Several Radio Free Europe Web sites were knocked off the Internet a week ago in a distributed denial-of-service (DDoS) attack that the news organization's spokesman compared to attempts decades ago by the Soviet Union to jam the US-funded group's radio signals.
The attack, which started on April 26, hit Radio Free Europe's Belarus Web site hardest and was timed to coincide with protests there that day to mark the anniversary of the 1986 Chernobyl nuclear disaster, the organization claimed. Seven other Radio Free Europe (RFE) sites, including those in Kosovo and Azerbaijan, as well as the Russian-language site, were also affected.
"We had restored service on all but the Belarus site late Monday morning," Martins Zvaners, a Washington-based RFE spokesman, said Friday. "The Belarus site was up again on that afternoon."
Radio Free Europe and an associated service, Radio Liberty, are news organizations funded by the US Congress that date back to 1949, when RFE began broadcasting news to radio listeners in Eastern Europe and the USSR at the beginning of the Cold War. The organization still uses radio to distribute its news, but it also relies on the Internet.

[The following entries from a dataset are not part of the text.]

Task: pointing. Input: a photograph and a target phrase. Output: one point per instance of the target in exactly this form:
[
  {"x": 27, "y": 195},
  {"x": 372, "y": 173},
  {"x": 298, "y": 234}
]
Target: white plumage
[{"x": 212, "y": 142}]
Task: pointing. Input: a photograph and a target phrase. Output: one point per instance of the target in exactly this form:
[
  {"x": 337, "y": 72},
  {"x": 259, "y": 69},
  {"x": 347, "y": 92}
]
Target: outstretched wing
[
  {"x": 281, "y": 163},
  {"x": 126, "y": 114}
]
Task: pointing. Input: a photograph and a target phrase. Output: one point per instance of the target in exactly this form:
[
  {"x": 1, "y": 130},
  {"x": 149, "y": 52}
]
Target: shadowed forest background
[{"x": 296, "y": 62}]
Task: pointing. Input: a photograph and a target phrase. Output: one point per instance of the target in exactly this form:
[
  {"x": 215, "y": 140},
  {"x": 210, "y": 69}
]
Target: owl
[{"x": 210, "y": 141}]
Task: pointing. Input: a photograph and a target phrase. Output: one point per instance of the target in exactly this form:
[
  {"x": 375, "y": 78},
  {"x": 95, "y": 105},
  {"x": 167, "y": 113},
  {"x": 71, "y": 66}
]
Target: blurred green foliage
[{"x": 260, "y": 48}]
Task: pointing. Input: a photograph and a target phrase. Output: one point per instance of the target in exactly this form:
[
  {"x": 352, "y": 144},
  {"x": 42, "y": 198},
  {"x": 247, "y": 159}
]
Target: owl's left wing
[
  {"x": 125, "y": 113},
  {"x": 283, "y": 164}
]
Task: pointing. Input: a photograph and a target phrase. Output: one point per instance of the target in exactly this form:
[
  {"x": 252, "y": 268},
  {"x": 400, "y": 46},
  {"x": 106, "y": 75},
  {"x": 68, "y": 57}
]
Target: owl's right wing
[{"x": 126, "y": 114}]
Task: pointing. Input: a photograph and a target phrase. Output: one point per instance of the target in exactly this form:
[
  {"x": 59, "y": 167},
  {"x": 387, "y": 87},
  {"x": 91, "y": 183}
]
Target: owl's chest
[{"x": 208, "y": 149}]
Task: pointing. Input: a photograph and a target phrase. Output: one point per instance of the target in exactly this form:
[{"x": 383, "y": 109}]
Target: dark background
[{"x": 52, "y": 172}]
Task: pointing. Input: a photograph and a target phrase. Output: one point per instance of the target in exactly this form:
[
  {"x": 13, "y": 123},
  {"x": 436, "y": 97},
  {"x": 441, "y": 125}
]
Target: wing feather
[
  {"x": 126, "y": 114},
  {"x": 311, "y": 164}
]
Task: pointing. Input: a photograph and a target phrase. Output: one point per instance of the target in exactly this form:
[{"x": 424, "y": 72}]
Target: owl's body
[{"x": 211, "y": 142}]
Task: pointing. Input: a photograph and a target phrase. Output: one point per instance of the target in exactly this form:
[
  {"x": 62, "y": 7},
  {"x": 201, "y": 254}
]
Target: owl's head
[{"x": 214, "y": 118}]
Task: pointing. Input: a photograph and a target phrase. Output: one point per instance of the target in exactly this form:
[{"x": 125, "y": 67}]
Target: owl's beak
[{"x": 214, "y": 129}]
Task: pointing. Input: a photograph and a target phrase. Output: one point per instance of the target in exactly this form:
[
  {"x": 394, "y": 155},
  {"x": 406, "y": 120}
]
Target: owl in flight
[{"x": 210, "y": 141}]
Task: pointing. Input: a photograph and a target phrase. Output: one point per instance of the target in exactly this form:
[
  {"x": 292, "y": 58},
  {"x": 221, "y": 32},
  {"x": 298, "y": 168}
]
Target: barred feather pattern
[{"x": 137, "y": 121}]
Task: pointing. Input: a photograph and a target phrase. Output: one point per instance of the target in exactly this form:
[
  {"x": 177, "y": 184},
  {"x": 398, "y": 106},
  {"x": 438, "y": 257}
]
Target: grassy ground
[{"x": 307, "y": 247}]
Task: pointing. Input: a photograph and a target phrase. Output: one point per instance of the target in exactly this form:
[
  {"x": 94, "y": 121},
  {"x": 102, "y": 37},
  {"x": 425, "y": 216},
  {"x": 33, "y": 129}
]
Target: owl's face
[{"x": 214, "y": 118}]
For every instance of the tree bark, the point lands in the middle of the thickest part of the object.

The incident was the largest attack RFE had ever experienced, said Zvaners. "It was massive, and it was distributed," he said. At its peak, the DDoS attack was sending more then 50,000 requests to the RFE sites, which overwhelmed its servers' capacity and essentially knocked the sites offline. Other Belarusian sites were also hit, including the Minsk-based nongovernmental organization (NGO) Charter 97.
Within an hour of RFE issuing a news release on Monday detailing the attack, "the bogus requests petered out," said Zvaners.
RFE has taken steps to protect against similar attacks in the future, but Zvaners would not get specific. "Our network [administrators] are looking at ways to better protect our sites from future attacks," he said.
April 26 was the 22nd anniversary of the meltdown at a nuclear reactor near Chernobyl, Ukraine. A plume of highly radioactive fallout drifted to the northwest, over what is now Belarus and toward Finland and Sweden. Large areas of Belarus, Russia and Ukraine were contaminated, but the majority of the fallout landed in Belarus.